‘Pursue adventure,’ CMU graduates told
Most people who’ve attended college have considered, at one point or another, not attending college — dropping out for whatever compelling-at-the-time reason.
For Marshall Anderson, 21, that time arrived during his sophomore year at Colorado Mesa University.
“I got the itch to go travel,” he explained.
Before dropping out, though, he called his dad in Fort Collins and was persuaded to finish his business entrepreneurship degree early.
It was a decision that will lead him, however circuitously, to Ibach, Switzerland, in July, to intern at Swiss Army and begin experiencing the world in a way he’s long wanted to.
Anderson was one of 1,038 students heading out from Colorado Mesa University on Saturday morning, degrees in hand, with a world full of experiences and challenges and vistas arrayed before them.
“Today is not only a day to celebrate your success, it’s also a day to look around and gain a broader perspective on what you have accomplished,” said U.S. Sen. Mark Udall, keynote speaker at the commencementceremony.
Referencing his love of the outdoors, and as someone who has climbed some of the world’s highest peaks, Udall advised the graduates to pursue adventure: “We crave an adventure and every adventure pushes us one step farther than we’ve gone before,” he said.
“I strongly believe you periodically owe yourselves a view, a 360-degree view, from a summit of your own definition.”
He acknowledged that reaching the summit can be the great challenge of life.
Earlier in the ceremony Colorado Mesa University President Tim Foster mentioned students who already had or will continue to surmount challenges just to be present Saturday morning in their caps and gowns at Stocker Stadium: students who’ve earned their degrees while raising children, students who’ve already distinguished themselves in their chosen fields, students bursting out of CMU already in pursuit of their dreams.

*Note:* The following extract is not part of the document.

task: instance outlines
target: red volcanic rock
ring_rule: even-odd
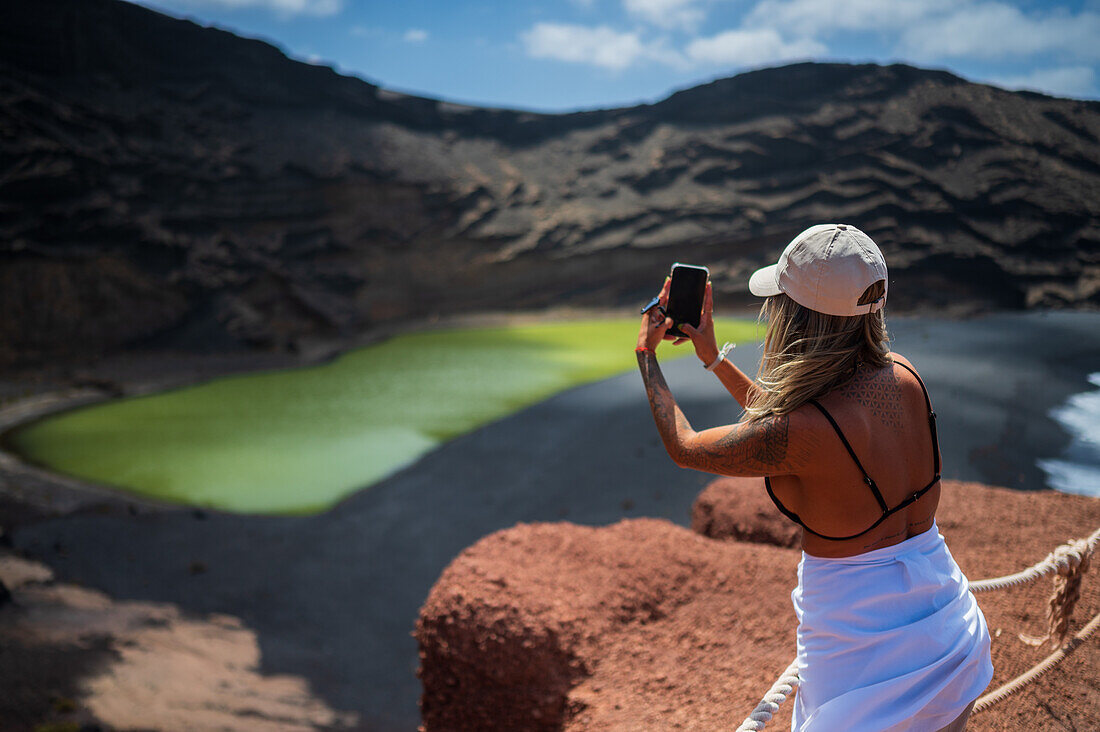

Foster’s recognition included:
■ culinary arts graduate Travis James for his determination to earn his degree;
■ kinesiology graduate Sam Phillips, who already has distinguished himself in the world of cycling and kinesiology research;
■ and physics graduate Tom Morrison, who will spend the next year working on a documentary about Mexico’s polluted Rio Grande de Santiago river called “Heal the Rio Santiago.”
Dan Robinson, president of the Colorado Mesa University Board of Trustees, reminded graduates that there were few among them who haven’t experienced moments of doubt or fear, but they have the ability to go out into the world and shine brilliantly.
“It is our turn to change an industry, to change our community, to change our country and even to change the world,” said Ariel Diamond, who served as president of Colorado Mesa University’s Associated Student Government and gave the student address Saturday.
“Dare to imagine where we can go. May your lives continue to be curious, to be innovative and to be filled with love.”